With our election drawing closer, another boot dropped, this time one of ours. One afternoon about twenty cars showed up and filled the parking lot, and just hung out, washing windows and buying gas - 27 cents worth here, 19 cents worth there. Some read magazines inside, asking absurd questions. Within fifteen minutes, the gas pumps were being locked up and the store closed two hours early. The police were called and kicked people out of the parking lot, but folks still picketed on the sidewalk. We were laughing our asses off at the gas-in, and the boss has the video to prove it.
Things have just gotten worse since then. More harassment from business owners. One came down, riding his bike, and started cursing at us, ripping up our picket signs.

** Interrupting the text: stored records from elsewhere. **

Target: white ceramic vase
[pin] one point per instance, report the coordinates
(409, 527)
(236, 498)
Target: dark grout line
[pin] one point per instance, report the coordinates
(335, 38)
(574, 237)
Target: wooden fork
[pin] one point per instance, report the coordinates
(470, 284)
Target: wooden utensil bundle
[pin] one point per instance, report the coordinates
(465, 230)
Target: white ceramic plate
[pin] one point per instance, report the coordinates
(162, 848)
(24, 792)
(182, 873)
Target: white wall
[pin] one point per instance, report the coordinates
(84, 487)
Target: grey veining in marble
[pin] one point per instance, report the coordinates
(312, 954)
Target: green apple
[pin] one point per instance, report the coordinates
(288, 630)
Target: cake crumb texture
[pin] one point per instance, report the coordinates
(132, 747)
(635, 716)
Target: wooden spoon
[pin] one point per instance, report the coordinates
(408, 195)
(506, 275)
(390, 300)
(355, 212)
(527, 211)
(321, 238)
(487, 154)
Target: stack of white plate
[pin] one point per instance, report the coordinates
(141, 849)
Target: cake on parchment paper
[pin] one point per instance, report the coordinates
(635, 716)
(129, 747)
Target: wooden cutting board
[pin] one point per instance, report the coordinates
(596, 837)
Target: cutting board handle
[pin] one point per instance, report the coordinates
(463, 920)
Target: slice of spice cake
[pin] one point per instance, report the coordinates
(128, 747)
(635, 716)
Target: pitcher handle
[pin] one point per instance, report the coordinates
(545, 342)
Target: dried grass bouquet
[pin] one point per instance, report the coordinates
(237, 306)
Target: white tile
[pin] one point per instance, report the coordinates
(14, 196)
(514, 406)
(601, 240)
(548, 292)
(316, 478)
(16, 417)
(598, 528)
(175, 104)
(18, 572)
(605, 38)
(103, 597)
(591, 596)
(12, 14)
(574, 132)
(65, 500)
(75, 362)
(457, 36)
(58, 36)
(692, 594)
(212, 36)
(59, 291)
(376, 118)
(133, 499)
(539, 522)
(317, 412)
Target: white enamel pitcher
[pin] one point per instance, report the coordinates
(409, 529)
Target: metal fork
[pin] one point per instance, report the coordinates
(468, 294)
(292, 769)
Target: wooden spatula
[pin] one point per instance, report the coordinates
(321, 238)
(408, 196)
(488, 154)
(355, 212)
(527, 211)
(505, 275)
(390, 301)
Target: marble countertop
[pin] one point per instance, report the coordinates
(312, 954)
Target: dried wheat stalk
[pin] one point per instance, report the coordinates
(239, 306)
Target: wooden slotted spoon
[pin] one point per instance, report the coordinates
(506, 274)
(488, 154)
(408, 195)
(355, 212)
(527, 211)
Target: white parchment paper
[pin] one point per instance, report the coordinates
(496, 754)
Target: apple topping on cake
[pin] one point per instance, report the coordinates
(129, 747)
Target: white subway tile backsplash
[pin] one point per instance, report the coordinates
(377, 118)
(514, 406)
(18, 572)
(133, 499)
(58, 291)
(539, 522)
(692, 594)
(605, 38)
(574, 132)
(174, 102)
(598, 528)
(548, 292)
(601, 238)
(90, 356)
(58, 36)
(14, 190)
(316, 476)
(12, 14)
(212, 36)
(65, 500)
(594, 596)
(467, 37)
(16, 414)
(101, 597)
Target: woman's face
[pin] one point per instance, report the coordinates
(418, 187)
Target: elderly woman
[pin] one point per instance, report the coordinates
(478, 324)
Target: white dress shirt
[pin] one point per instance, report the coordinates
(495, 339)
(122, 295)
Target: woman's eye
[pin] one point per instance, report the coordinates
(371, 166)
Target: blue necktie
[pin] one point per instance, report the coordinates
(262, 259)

Some folks seem to be glad that the Wobblies have come back to Seattle. People are signing up like crazy, and I ran out of red cards to hand out. When we were at the King County Labor Council, some old unionists were bickering: "Hey, why don't those guys (us) stand up? Are they delegates?"
"No, they're visitors."
"Well, they should stand up anyway!"
"Hey! Those are Wobblies, you respect them!"
The body of the King County Labor Council endorsed the struggle without dissent - at least no one spoke up. And you know what? We ain't been fired yet!